Daily checklist (15 minutes)

  • Review the dashboard for worker status, queue depth, and recent alerts.
  • Scan the job status feed for stalled deployments or retry storms.
  • Check licensing state in the UI or via /api/license/show so Community Edition limits or expiring keys are flagged early.
  • Spot-check server and worker logs for new error signatures (journalctl -u lyftdata-server, worker logs).

Weekly tasks

  • Review worker utilization trends in the monitoring guide and plan scale-up if CPU or queue depth is trending high.
  • Validate backups and retention using the backup & recovery checklist.
  • Audit user accounts and API keys (rotate stale credentials, remove unused workers).
  • Capture notable changes (new connectors, job migrations) in your team runbook.

Before deploying changes

  • Stage jobs and verify via Run & Trace in lower environments.
  • Check the release notes for upgrade guidance or known issues.
  • Ensure alerting/metrics dashboards reflect any new jobs or channels.

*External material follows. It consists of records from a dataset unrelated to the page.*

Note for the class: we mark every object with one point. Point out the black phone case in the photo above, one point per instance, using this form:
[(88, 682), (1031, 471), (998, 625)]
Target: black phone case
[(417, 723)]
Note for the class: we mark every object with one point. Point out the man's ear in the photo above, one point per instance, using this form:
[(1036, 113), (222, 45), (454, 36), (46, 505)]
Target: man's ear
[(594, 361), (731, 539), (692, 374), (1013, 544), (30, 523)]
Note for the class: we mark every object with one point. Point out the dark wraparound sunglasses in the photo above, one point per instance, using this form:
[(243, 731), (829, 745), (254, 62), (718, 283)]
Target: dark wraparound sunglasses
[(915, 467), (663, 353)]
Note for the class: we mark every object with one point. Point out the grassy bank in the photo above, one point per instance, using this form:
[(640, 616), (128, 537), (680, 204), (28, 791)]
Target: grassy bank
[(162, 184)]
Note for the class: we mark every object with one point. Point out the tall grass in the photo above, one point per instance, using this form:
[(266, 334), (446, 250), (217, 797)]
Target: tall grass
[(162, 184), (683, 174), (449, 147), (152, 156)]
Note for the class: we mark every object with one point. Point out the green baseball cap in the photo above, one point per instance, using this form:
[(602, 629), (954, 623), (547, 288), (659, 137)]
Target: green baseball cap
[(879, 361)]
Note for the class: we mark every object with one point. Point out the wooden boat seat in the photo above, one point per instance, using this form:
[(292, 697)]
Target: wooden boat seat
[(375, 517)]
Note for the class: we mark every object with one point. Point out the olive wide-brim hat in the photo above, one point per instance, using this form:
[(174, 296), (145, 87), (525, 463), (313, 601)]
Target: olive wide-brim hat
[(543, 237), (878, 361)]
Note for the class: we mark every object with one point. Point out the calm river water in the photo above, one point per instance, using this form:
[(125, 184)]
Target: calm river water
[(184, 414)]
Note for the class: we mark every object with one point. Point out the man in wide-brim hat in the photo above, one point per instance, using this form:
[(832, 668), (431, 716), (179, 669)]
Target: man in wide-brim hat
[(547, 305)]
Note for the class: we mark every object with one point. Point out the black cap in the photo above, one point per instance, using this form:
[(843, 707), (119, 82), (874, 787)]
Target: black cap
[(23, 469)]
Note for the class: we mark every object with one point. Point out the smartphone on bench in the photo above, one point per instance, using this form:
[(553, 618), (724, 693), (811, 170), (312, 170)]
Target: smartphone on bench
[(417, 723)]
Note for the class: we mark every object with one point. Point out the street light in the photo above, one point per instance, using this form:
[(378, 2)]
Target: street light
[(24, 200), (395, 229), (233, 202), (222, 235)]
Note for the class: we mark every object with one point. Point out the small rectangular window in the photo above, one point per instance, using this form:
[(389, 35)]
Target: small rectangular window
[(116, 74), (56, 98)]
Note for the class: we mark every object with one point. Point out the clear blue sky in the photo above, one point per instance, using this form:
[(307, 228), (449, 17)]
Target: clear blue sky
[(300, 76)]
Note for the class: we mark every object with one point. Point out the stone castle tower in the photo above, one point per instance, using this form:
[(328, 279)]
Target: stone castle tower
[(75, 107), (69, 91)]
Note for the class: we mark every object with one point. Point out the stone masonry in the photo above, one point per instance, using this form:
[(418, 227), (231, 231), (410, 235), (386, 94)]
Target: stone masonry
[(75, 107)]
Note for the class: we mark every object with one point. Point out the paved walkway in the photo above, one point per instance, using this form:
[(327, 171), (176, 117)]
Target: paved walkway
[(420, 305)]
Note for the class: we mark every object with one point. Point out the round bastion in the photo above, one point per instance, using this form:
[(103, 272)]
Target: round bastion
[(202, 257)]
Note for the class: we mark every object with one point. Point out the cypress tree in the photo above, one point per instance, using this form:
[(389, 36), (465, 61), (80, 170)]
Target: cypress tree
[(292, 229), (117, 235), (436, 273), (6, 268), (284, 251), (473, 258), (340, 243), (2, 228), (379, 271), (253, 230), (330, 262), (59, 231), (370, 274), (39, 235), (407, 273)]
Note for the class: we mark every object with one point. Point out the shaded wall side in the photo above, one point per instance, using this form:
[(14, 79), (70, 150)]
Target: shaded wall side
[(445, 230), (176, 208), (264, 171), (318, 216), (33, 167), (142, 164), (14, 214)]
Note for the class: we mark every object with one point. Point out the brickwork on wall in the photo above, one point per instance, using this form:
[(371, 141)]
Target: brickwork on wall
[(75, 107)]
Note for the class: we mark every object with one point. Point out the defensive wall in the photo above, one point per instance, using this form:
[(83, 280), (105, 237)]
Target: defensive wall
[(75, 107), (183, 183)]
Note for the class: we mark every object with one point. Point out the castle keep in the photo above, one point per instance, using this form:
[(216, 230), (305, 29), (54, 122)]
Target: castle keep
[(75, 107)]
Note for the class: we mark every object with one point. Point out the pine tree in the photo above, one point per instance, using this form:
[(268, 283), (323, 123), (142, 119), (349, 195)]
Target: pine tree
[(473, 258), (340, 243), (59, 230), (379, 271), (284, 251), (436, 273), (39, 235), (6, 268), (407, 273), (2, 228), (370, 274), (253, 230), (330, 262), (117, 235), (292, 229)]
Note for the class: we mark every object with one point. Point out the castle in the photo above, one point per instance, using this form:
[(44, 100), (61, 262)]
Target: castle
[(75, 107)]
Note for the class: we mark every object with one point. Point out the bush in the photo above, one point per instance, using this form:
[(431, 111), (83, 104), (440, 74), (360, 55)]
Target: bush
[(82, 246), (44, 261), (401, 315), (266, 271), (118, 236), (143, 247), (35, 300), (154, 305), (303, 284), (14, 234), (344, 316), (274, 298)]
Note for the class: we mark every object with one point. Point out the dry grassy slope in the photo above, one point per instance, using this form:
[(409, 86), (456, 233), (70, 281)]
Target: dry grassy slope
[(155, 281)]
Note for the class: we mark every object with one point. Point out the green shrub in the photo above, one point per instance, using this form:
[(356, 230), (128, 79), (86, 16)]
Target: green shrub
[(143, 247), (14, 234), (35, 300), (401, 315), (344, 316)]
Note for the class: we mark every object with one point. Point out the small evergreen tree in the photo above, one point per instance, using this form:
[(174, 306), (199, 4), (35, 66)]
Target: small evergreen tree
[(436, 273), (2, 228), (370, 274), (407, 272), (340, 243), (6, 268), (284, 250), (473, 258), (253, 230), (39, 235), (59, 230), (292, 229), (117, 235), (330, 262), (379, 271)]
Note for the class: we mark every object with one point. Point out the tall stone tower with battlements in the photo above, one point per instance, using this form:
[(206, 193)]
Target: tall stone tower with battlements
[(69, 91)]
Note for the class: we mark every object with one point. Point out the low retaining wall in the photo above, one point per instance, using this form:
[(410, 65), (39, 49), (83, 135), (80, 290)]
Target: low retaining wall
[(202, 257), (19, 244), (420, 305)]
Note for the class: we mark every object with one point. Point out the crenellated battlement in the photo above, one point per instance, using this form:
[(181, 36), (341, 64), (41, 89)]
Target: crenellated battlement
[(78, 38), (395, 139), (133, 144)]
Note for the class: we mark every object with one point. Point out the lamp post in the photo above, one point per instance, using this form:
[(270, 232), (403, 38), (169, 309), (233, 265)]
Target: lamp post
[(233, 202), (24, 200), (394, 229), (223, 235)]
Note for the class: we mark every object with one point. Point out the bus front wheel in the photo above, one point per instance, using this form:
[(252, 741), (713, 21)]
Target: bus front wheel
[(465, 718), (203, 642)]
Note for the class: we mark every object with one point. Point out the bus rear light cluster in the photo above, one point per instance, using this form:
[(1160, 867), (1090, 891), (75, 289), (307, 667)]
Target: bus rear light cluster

Incident drills & readiness

  • Rehearse the escalation path for worker failures (who owns remediation?).
  • Test the process for draining jobs and restarting workers safely.
  • Validate that error budgets or SLIs are defined and monitored (pair with scaling guidance).

Resources

Keep this page bookmarked as the starting point for day-to-day operations and link it in your incident response handbook.